May 2025 Release Notes - People Data Labs Documentation

Release Name	Dataset Version	Publish Date
May 2025	`v30.1`	05/20/2025

Welcome to our May 2025 release notes! We’ve been busy cooking up fresher data, smarter signals, and a brand-new ✨ beta to show off. Here’s what’s new:

🧪 Job Posting Data (Beta): It’s here! Our new Job Posting Dataset is live in beta, and ready for work.
📂 NewCOMPLETED File = Happier Pipelines: Flat file deliveries now include a top-level COMPLETED file so you can reliably trigger workflows once your dataset is ready.
📍 Smarter, Cleaner Locations: We’ve improved how we handle tricky abbreviations like “St.” and “Mt.” (Street? Saint? Mount? Montana? We’ve got it sorted.)
🪄 Fresher Than Ever: This month, we verified 206M+ jobs and detected 235K+ job changes across our global dataset.

Explore the full details below, or skip ahead to a specific section using the table of contents.

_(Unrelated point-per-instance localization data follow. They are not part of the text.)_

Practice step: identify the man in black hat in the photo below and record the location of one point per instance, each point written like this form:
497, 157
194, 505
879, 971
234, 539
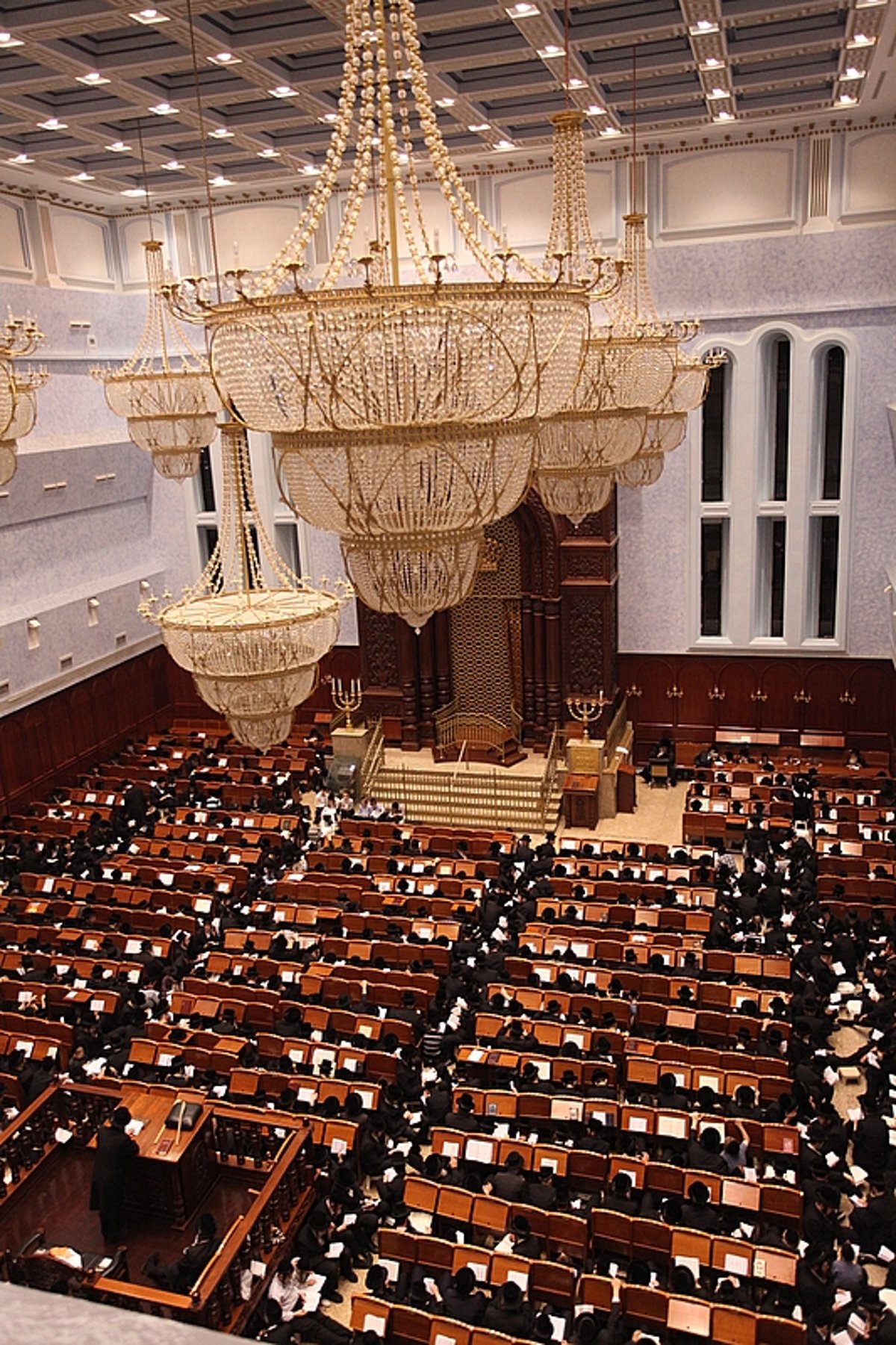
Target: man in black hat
115, 1153
508, 1311
461, 1299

✨ New Products and Features

Beta Launch: Job Posting Data (Schema)

This month, we are thrilled to introduce our new Job Posting Dataset, now available in beta! This dataset adds a new dimension to our product offerings through insights into company hiring activity. Sourced directly from company career pages with global coverage, this dataset is an exciting complement to our Person and Company Datasets. What is it? The Job Posting Dataset is a cleaned, structured, and standardized feed of job listings pulled straight from company websites. Each record includes:

Canonicalized job titles, company information, and locations
Posting URL and timestamps
Full text descriptions and additional metadata

You can see the full schema and an example record here:

Why did we build this? Our goal with this dataset was to provide our users with a reliable, scalable source of job listings that could integrate out-of-the-box with their existing person and company data. We designed this dataset to make it easier for users to:

Extract intent and other signals from information posted directly by companies themselves
Sort, filter and segment job postings at scale
Aggregate insights and trends across roles, companies, geographies and markets
Leverage structured, scalable data for training AI models

What can you do with Job Posting Data? Here are some examples of ways we’ve seen and heard early users apply this dataset:

Recruiting & Talent Matching: Surface open roles, match candidates, and understand the current recruiting landscape.
Intent-Based Sales Outreach: Identify companies hiring for key roles or specific technologies to prioritize outreach.
Competitive & Investment Intelligence: Spot growth, expansion or strategic shifts via hiring activity across individual companies or entire markets.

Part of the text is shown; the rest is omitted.